Bu yazıda, Tokat’ta ateş şikâyetiyle başvuran, KKKA tanısı konan iki gebe hasta değerlendirildi. Hastaların birine semptomatik tedavi olarak trombosit süspansiyonu ve taze donmuş plazma verildi. Her iki hasta da iyileşerek taburcu edildi.
Gebelik süresince KKKA gidişatının aydınlatılması amaçlandı.
Anahtar kelimeler: Kırım-Kongo kanamalı ateşi, gebelik, Tokat
INTRODUCTION
Crimean-Congo hemorrhagic fever (CCHF) is a viral
zoonosis, which may progress into fatality. The etiological agent is the CCHF virus belonging to Nairovirus family of Bunyaviridae species. It is reported
that the rate of incidence of the disease, already
encountered in more than 30 countries all over the
world, has increased recently, especially in Asia and
Europe.1,2 The clinical progression of the disease is
the sudden onset of fever, headache, widespread
muscle pains, fatigue, nausea, vomiting, and skin
and mucosal hemorrhages of various degrees after
the 3-7 day incubation period.3,4
Crimean-Congo hemorrhagic fever can be
encountered in all age groups. While the disease
progresses with a mortality of 5-30% in adults, the
progression is milder in children.5 Mortality rate was
found to be 5% in the adult CCHF patients in the
region of the study.
Progression of CCHF in pregnancy is not
known definitely, due to an inadequate number of
studies of the disease during pregnancy. We believe that discovering the progress and intra-uterine
effects of CCHF during pregnancy will be helpful in
casting appropriate medical treatment for pregnant
patients. We aim to investigate the disease progression in pregnant women diagnosed with CCHF.
Correspondence: Ayşegul Çopur Çiçek, Recep Tayyip Erdogan University
Faculty of Medicine Deparment of Medical Microbiology, Rize, Turkey Email:
Received: 12 September 2013, Accepted: 13 October 2014
Copyright © Journal of Microbiology and Infectious Diseases 2015, All rights reserved
30
Duygu F, et al. CCHF and Pregnancy
CASE 1
A 25-year old female patient applied with complaints of high fever, loss of appetite, and nausea.
The patient was in the 17th week of her pregnancy.

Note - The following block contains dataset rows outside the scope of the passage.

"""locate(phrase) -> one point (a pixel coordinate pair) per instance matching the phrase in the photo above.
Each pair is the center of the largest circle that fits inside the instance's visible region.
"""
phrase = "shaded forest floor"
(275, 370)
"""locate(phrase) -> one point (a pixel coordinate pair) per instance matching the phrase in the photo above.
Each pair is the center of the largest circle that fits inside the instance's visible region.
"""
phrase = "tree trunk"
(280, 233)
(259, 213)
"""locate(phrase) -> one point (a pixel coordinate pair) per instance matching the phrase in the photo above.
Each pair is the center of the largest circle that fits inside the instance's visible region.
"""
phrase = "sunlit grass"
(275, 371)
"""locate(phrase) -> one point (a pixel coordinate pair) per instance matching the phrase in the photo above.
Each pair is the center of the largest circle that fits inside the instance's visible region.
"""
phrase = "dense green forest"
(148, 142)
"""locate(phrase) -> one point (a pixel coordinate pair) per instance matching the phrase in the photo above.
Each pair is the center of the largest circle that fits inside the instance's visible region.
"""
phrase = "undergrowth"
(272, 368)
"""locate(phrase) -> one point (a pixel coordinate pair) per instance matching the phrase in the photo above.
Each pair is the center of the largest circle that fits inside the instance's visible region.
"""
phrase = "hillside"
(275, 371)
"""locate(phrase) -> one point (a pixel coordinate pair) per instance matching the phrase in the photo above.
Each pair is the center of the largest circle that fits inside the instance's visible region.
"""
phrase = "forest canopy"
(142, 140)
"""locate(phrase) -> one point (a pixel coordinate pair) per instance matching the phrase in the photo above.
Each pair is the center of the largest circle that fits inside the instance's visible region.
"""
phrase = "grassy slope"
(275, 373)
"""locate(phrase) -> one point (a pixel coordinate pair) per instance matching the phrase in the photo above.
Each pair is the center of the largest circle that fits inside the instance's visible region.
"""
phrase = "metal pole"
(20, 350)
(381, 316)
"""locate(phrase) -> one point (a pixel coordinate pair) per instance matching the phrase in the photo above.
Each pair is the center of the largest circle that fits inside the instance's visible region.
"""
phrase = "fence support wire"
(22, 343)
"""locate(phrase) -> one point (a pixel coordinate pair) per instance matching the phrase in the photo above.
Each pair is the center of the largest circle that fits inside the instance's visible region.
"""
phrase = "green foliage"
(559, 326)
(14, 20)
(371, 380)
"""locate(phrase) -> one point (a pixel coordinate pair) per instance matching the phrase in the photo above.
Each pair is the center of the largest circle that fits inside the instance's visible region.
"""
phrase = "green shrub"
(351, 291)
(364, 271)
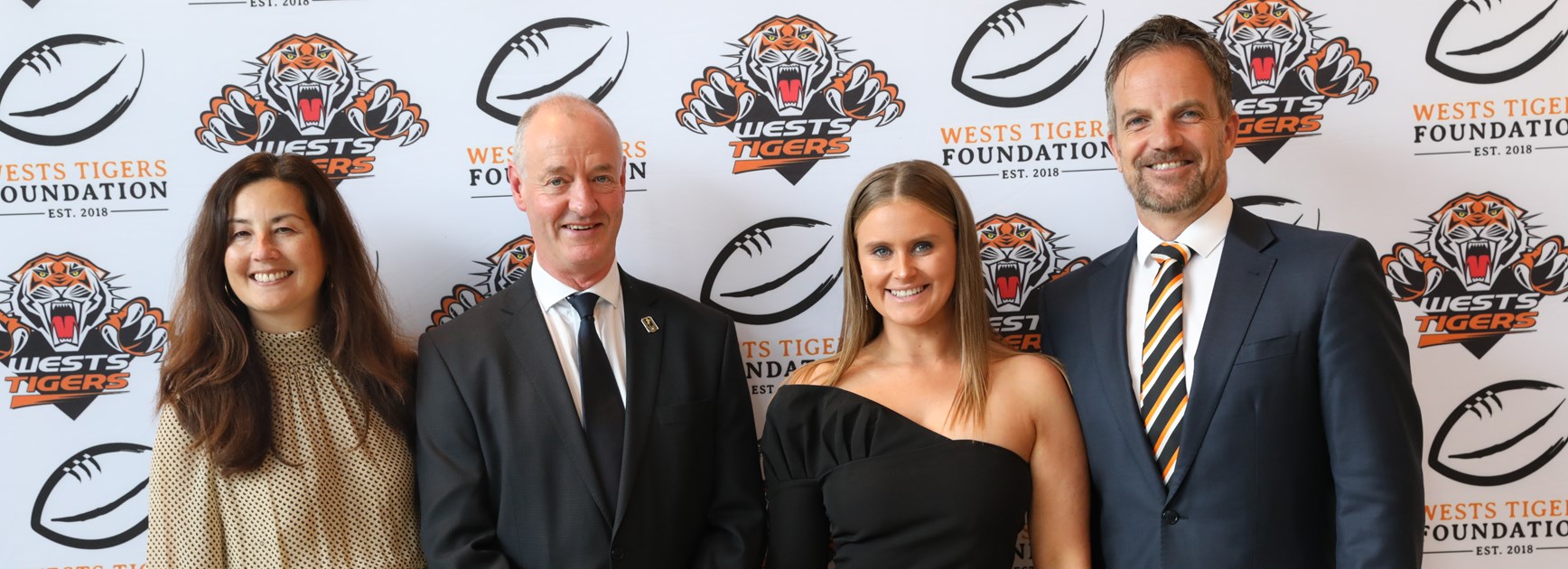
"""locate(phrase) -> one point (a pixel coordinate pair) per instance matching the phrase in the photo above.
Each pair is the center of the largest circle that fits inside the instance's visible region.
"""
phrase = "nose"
(266, 247)
(1162, 135)
(902, 266)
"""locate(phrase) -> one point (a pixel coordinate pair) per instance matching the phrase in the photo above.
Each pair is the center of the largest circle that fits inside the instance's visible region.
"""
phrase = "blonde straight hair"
(930, 185)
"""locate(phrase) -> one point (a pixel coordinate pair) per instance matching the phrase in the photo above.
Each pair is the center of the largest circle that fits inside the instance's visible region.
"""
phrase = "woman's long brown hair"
(930, 185)
(213, 375)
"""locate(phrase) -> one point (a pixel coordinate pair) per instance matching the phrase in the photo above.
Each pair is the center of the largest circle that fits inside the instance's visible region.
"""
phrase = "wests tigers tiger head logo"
(309, 79)
(1265, 40)
(509, 264)
(789, 60)
(63, 296)
(1478, 237)
(1016, 256)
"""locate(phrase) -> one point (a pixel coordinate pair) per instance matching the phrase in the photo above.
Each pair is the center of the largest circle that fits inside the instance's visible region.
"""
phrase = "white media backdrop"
(1431, 129)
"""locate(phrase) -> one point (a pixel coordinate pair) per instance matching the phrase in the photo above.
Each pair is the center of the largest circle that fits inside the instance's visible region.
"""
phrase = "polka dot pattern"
(322, 498)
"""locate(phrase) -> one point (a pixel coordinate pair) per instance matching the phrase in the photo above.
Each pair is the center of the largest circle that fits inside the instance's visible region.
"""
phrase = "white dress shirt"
(562, 319)
(1206, 240)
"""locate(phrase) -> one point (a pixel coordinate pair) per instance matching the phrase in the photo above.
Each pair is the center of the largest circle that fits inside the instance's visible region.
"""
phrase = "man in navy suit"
(1244, 385)
(583, 417)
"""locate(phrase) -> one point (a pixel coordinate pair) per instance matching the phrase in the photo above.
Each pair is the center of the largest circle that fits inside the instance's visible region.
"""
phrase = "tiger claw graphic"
(136, 328)
(13, 336)
(1410, 273)
(715, 100)
(236, 119)
(1545, 266)
(462, 300)
(386, 113)
(863, 93)
(1338, 70)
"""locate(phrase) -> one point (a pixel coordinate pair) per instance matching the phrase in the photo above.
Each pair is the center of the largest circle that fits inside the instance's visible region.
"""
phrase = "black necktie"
(604, 415)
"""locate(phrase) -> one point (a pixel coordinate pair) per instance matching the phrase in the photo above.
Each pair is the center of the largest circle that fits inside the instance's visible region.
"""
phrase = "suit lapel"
(534, 351)
(1239, 284)
(1109, 320)
(643, 366)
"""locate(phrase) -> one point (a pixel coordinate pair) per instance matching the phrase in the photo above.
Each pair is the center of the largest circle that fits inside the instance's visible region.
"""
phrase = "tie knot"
(1171, 251)
(583, 303)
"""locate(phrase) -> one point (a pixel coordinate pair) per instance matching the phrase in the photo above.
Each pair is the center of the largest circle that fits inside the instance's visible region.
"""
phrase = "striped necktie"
(1162, 386)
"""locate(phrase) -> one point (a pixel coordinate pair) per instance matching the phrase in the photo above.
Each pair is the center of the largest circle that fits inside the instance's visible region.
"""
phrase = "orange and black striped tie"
(1162, 386)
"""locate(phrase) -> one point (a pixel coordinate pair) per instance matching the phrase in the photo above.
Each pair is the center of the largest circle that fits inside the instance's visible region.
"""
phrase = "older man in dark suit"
(1244, 385)
(583, 417)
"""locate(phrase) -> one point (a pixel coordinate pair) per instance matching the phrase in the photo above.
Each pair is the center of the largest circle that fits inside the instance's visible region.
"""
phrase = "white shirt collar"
(1203, 236)
(549, 290)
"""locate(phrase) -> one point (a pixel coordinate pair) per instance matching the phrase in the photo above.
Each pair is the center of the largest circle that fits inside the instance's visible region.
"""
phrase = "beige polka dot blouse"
(319, 500)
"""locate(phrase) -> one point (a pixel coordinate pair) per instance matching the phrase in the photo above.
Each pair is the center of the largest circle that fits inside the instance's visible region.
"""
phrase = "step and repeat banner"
(1432, 129)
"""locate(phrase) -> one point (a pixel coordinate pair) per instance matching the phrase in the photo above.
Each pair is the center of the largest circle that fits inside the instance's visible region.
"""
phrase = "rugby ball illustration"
(564, 53)
(1282, 209)
(1491, 41)
(68, 89)
(1027, 52)
(96, 499)
(1502, 433)
(773, 270)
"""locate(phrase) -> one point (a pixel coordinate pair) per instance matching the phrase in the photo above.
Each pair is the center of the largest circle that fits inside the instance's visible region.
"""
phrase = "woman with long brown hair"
(283, 405)
(926, 441)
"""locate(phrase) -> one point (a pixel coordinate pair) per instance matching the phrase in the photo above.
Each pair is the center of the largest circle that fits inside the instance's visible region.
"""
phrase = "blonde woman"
(926, 443)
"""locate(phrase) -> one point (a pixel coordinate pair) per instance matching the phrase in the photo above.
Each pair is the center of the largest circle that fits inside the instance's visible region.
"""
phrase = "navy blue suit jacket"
(1302, 439)
(505, 477)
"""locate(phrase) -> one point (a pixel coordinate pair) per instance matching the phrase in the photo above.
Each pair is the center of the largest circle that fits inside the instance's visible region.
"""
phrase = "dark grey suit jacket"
(504, 468)
(1302, 439)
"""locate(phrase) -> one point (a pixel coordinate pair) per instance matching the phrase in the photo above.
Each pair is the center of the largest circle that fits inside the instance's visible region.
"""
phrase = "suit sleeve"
(1371, 417)
(457, 516)
(736, 528)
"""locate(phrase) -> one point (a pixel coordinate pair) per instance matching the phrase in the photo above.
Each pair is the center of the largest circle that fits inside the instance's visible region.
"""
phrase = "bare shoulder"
(1027, 377)
(814, 373)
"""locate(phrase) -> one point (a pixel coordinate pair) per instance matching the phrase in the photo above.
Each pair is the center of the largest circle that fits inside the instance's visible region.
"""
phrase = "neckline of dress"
(913, 422)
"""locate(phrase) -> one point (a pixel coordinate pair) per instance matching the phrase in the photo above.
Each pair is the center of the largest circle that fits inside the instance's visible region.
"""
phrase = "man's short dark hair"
(1162, 33)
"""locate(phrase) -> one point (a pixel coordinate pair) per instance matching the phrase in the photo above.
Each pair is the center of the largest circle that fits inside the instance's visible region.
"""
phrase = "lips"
(1478, 259)
(789, 83)
(1007, 283)
(311, 104)
(1263, 60)
(63, 315)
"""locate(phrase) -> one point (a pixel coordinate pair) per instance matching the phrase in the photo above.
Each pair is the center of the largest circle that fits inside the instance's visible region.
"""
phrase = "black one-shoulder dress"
(884, 490)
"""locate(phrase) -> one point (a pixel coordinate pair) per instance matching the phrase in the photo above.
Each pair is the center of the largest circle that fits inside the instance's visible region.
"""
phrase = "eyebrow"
(276, 219)
(602, 166)
(1180, 106)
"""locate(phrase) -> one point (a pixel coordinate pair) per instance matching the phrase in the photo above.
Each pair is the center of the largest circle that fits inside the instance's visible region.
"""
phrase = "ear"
(515, 179)
(1233, 127)
(1115, 154)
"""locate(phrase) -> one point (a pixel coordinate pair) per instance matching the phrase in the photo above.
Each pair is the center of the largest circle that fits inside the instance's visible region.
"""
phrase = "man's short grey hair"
(566, 102)
(1162, 33)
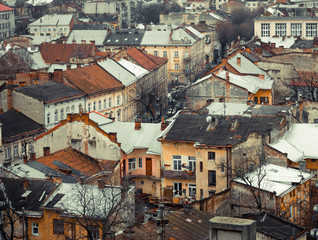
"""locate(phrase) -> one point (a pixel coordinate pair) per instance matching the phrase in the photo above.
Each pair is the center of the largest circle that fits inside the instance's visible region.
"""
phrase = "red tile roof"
(4, 8)
(92, 79)
(88, 166)
(61, 53)
(147, 61)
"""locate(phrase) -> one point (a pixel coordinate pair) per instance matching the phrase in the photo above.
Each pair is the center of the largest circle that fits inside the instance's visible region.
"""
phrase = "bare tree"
(104, 209)
(12, 219)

She was dealing with livestock and had no tick contact history. In her physical examination, fever was
39.5°C with hyperemia of face, conjunctiva and oropharynx.

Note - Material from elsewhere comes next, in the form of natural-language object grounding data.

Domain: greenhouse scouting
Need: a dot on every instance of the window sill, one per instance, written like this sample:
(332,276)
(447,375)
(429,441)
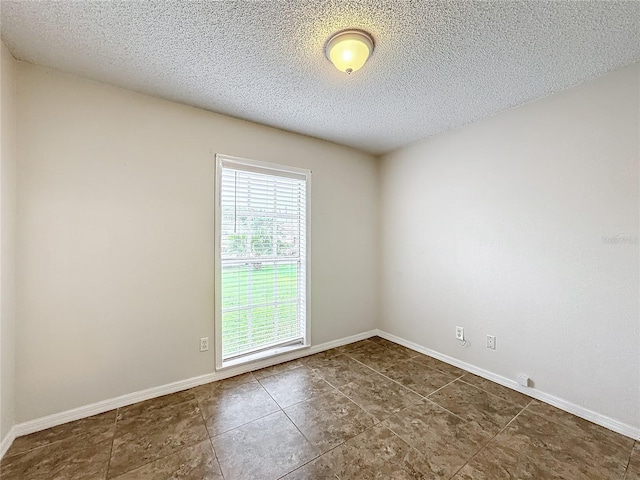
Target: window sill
(262,356)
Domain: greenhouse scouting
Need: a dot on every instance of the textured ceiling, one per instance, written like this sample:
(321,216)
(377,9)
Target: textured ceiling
(436,65)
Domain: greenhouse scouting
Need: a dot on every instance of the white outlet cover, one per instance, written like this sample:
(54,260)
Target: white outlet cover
(523,380)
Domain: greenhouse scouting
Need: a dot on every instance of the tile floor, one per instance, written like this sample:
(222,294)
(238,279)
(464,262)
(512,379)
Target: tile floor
(369,410)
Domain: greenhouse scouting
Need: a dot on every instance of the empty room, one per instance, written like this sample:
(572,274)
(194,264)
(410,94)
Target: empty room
(319,240)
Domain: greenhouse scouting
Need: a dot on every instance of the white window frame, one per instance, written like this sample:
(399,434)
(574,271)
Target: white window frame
(276,168)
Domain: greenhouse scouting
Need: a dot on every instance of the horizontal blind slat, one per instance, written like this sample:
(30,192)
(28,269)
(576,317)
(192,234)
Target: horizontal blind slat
(263,245)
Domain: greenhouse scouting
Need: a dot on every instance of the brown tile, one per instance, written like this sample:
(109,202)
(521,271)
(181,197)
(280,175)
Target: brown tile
(376,453)
(445,439)
(340,370)
(318,469)
(231,406)
(267,448)
(329,420)
(279,368)
(497,463)
(192,463)
(377,356)
(438,365)
(393,346)
(83,456)
(633,469)
(534,447)
(380,396)
(418,377)
(293,386)
(579,425)
(352,346)
(505,393)
(334,352)
(155,433)
(212,388)
(490,412)
(104,421)
(154,404)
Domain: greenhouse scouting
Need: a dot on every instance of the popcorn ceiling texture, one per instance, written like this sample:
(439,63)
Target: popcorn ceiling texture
(436,65)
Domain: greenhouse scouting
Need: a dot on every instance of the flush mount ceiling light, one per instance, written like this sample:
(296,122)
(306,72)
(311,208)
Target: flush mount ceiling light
(349,50)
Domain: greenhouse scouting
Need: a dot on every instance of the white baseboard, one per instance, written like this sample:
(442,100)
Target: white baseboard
(597,418)
(7,441)
(105,405)
(55,419)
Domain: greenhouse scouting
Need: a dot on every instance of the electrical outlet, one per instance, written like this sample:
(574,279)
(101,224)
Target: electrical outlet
(491,342)
(523,380)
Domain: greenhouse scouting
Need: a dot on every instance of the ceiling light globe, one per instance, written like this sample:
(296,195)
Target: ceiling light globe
(349,50)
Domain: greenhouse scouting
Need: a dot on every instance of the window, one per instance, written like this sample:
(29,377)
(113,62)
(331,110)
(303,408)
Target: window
(261,259)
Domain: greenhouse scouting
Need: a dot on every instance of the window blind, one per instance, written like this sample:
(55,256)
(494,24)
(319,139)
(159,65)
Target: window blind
(263,258)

CCHF PCR on the serum sample was tested
in Refik Saydam Hygiene Center (RSHC), and reported as positive. The patient received symptomatic treatment and the thrombocyte count decreased
to 17000/µl after admission to hospital. Obstetrical
ultrasonography revealed no pathological finding.
She was examined by a gynecology and obstetrics
specialist and there was no abnormal finding. The
patient was infused with 8 units of random thrombocyte, 2 units of thrombocyte apheresis, and 6 units
of fresh frozen plasma. In the follow ups, microscopic and macroscopic hematuria was observed,
but there was no vaginal bleeding. The patient complained of nausea during the first 3 days, and her
temperature returned to normal on the Day 3. Fatigue and loss of appetite continued until she was
discharged. Hyperemia in her face, conjunctiva, and
oropharynx decreased in intensity and disappeared
on Day 7. While the clinical progression was recovered during her follow ups, she had WBC: 7500/µl,
Hb: 9.2 g/dl, and thrombocyte: 143,000/µl. She was
discharged on the tenth day of her hospitalization.

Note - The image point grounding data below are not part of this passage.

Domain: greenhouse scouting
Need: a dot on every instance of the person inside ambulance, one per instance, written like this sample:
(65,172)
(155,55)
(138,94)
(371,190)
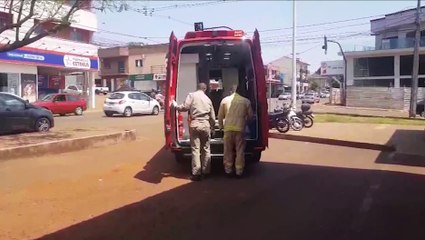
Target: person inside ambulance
(201,127)
(233,119)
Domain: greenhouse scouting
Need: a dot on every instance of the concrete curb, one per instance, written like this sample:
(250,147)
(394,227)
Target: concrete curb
(66,145)
(363,115)
(328,141)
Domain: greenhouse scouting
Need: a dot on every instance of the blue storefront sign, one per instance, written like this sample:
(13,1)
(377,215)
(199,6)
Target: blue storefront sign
(43,81)
(50,59)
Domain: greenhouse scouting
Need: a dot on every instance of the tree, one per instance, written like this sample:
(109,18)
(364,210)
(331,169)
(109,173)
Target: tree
(314,85)
(32,20)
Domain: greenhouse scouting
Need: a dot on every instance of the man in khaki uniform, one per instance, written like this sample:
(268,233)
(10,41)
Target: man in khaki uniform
(202,122)
(236,111)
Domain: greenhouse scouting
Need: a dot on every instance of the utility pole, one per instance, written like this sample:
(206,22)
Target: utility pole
(294,57)
(414,87)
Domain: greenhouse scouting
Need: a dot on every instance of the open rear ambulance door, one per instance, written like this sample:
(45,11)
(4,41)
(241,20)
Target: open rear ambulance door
(261,90)
(170,94)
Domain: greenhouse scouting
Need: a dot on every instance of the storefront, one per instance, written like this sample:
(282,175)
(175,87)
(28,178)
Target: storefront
(160,81)
(24,71)
(143,82)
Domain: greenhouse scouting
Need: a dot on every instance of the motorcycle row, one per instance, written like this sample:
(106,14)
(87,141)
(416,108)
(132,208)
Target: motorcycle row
(285,118)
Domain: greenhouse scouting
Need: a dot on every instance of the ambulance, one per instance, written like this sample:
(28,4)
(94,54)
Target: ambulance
(220,57)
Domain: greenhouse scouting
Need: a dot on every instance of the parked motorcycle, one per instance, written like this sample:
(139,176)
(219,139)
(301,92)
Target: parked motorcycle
(278,120)
(295,123)
(306,115)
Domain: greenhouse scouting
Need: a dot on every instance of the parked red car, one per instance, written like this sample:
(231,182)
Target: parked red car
(63,103)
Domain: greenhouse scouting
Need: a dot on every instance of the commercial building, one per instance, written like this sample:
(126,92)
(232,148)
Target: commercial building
(141,66)
(53,62)
(284,66)
(381,76)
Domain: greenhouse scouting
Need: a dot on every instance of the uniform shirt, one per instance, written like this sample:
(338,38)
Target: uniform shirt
(200,107)
(237,114)
(224,109)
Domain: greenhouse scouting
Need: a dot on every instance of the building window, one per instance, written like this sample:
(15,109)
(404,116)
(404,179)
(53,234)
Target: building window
(406,65)
(374,67)
(374,82)
(5,19)
(139,63)
(106,64)
(407,82)
(121,67)
(77,36)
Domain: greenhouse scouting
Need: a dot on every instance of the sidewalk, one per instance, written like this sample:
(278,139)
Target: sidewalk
(336,109)
(369,112)
(406,139)
(17,140)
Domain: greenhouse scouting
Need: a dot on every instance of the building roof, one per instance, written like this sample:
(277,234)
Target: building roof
(298,61)
(407,10)
(395,13)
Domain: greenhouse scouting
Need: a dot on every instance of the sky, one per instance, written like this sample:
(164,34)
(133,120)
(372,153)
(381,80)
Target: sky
(345,21)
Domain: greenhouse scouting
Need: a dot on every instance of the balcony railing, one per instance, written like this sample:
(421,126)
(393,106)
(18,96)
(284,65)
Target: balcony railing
(389,44)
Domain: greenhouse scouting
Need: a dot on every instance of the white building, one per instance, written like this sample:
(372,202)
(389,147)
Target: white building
(381,76)
(51,63)
(389,62)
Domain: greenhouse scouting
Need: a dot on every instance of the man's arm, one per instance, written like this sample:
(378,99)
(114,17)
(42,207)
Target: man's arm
(250,114)
(212,116)
(221,114)
(186,105)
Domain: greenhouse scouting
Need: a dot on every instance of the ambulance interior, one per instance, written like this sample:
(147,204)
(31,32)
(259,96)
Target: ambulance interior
(221,65)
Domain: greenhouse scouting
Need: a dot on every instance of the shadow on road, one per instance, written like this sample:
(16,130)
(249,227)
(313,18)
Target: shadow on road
(277,201)
(410,149)
(162,165)
(20,139)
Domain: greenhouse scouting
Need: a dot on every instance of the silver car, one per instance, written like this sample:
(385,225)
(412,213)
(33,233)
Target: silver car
(310,98)
(128,103)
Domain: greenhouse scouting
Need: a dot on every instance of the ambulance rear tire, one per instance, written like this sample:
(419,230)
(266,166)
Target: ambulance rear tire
(255,157)
(180,159)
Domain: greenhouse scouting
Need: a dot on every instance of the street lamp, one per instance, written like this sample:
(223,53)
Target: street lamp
(344,82)
(294,58)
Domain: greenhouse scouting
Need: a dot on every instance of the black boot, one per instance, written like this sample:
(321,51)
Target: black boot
(196,178)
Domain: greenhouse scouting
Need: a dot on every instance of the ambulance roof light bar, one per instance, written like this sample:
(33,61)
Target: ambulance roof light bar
(199,26)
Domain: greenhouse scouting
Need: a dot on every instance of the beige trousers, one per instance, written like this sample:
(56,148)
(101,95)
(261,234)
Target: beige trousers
(200,144)
(234,141)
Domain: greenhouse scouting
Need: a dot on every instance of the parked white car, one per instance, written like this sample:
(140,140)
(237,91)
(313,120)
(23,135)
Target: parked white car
(284,96)
(128,103)
(99,90)
(310,98)
(74,89)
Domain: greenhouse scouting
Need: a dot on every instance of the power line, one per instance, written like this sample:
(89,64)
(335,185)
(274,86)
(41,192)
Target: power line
(322,23)
(318,30)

Patient gave birth to a healthy baby via spontaneous vaginal delivery, after which it was observed
that both her physical and mental conditions were
normal.
CASE 2
A 22-year old female patient admitted to hospital
with complaints of high fever and nausea during the
20th week of her pregnancy. She had a tick bite on
her arm three days prior to experiencing symptoms.
In her physical examination, fever was 39°C with
mild hyperemia on her face, conjunctiva, and oropharynx.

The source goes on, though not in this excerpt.